Bug #2160
active+recovering+degraded+backfill becomes active+clean+degraded when recovery completes
0%
Description
In a configuration with 3 replicas of each PG (I haven't tested with others), when one of the disks is replaces, some PGs that had replicas in it get into the active+recovering+degraded+backfill. I'm not sure the “degraded” bit here is appropriate, since we do have 3 replicas, after all, it's just that one of them is undergoing recovery.
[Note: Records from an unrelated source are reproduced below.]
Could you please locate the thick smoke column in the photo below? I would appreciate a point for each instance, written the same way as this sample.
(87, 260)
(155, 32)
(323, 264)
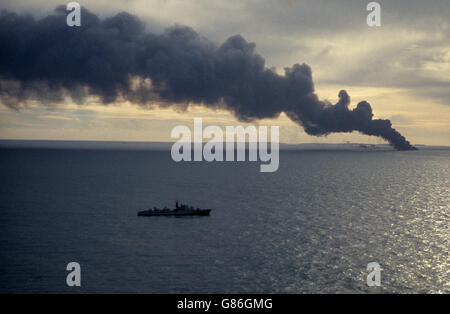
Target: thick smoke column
(116, 59)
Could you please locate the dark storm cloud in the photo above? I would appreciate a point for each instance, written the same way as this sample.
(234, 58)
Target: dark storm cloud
(45, 60)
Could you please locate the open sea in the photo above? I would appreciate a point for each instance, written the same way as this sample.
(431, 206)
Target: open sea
(311, 227)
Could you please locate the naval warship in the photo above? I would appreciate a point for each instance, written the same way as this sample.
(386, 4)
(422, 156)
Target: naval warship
(179, 210)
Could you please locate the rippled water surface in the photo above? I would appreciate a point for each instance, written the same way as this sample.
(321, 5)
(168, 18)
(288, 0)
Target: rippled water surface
(312, 226)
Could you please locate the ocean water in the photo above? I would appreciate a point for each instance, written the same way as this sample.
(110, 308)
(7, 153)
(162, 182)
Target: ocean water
(311, 227)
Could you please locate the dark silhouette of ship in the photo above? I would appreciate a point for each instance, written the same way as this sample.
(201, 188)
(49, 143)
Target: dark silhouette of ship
(179, 210)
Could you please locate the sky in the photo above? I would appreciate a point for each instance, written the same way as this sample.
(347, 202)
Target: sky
(402, 68)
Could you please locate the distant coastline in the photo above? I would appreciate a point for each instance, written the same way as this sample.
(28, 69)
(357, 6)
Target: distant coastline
(131, 145)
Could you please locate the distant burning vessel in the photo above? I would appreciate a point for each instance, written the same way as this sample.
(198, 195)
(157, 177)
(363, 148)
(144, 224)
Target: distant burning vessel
(179, 210)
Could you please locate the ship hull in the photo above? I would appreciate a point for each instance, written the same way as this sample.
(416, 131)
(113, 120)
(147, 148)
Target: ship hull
(200, 212)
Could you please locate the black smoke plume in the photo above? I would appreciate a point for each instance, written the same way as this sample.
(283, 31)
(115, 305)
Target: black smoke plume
(117, 59)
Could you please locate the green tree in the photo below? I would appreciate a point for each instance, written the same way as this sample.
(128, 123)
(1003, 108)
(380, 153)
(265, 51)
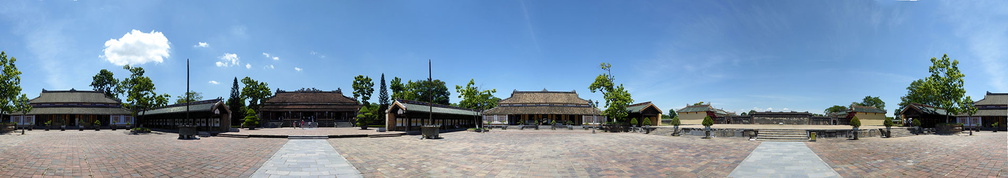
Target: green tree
(942, 89)
(872, 102)
(139, 90)
(189, 97)
(855, 122)
(473, 98)
(10, 84)
(251, 119)
(617, 98)
(363, 87)
(236, 104)
(106, 82)
(255, 92)
(835, 109)
(397, 87)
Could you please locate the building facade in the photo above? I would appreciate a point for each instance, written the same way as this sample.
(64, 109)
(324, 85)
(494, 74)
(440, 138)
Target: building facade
(327, 109)
(543, 107)
(210, 115)
(74, 109)
(645, 111)
(695, 114)
(992, 109)
(409, 116)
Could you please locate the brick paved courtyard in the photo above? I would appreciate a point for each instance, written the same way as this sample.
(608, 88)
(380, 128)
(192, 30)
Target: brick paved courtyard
(544, 154)
(109, 153)
(527, 153)
(981, 155)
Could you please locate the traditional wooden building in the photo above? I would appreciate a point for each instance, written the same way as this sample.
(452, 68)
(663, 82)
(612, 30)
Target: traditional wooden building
(694, 115)
(538, 107)
(74, 109)
(210, 115)
(992, 109)
(869, 116)
(409, 116)
(645, 111)
(927, 115)
(328, 109)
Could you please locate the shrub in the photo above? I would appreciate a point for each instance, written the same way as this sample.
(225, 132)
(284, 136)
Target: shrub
(708, 121)
(251, 120)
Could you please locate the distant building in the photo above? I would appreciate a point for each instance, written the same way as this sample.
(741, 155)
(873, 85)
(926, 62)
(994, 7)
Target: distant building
(694, 115)
(530, 108)
(993, 108)
(209, 115)
(927, 115)
(328, 109)
(405, 115)
(645, 111)
(72, 109)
Anyway, the more serious (but not really :-) problem here is that, when replication completes, the PG moves to active+clean+degraded state, rather than active+clean. This does not happen when the PG's primary is in the replaced disk, for then the PG recovers in remapped state and goes through peering before active+clean, but apparently the straight jump to active+clean for backfilling secondary replicas fails to clear the degraded bit. If it should have been set in the first place.
Restarting any of the OSDs holding the affected PG suffices to get the replicas to peer and clear the degraded flag, so this is no biggie. But the “degraded” is a bit confusing, in both cases.
Associated revisions
osd: maybe clear DEGRADED on recovery completion
We set degraded if we don't have enough "active" replicas, which excludes
the backfill target. We need to recheck that when we finish recovery and
the backfill target is now complete.
Fixes: #2160
Signed-off-by: Sage Weil <sage.weil@dreamhost.com>
Reviewed-by: Josh Durgin <josh.durgin@dreamhost.com>
History
#1 Updated by Sage Weil over 11 years ago
- Category set to OSD
- Status changed from New to Fix Under Review
- Target version set to v0.44
See wip-2160 for a fix.
#2 Updated by Sage Weil over 11 years ago
- Status changed from Fix Under Review to Resolved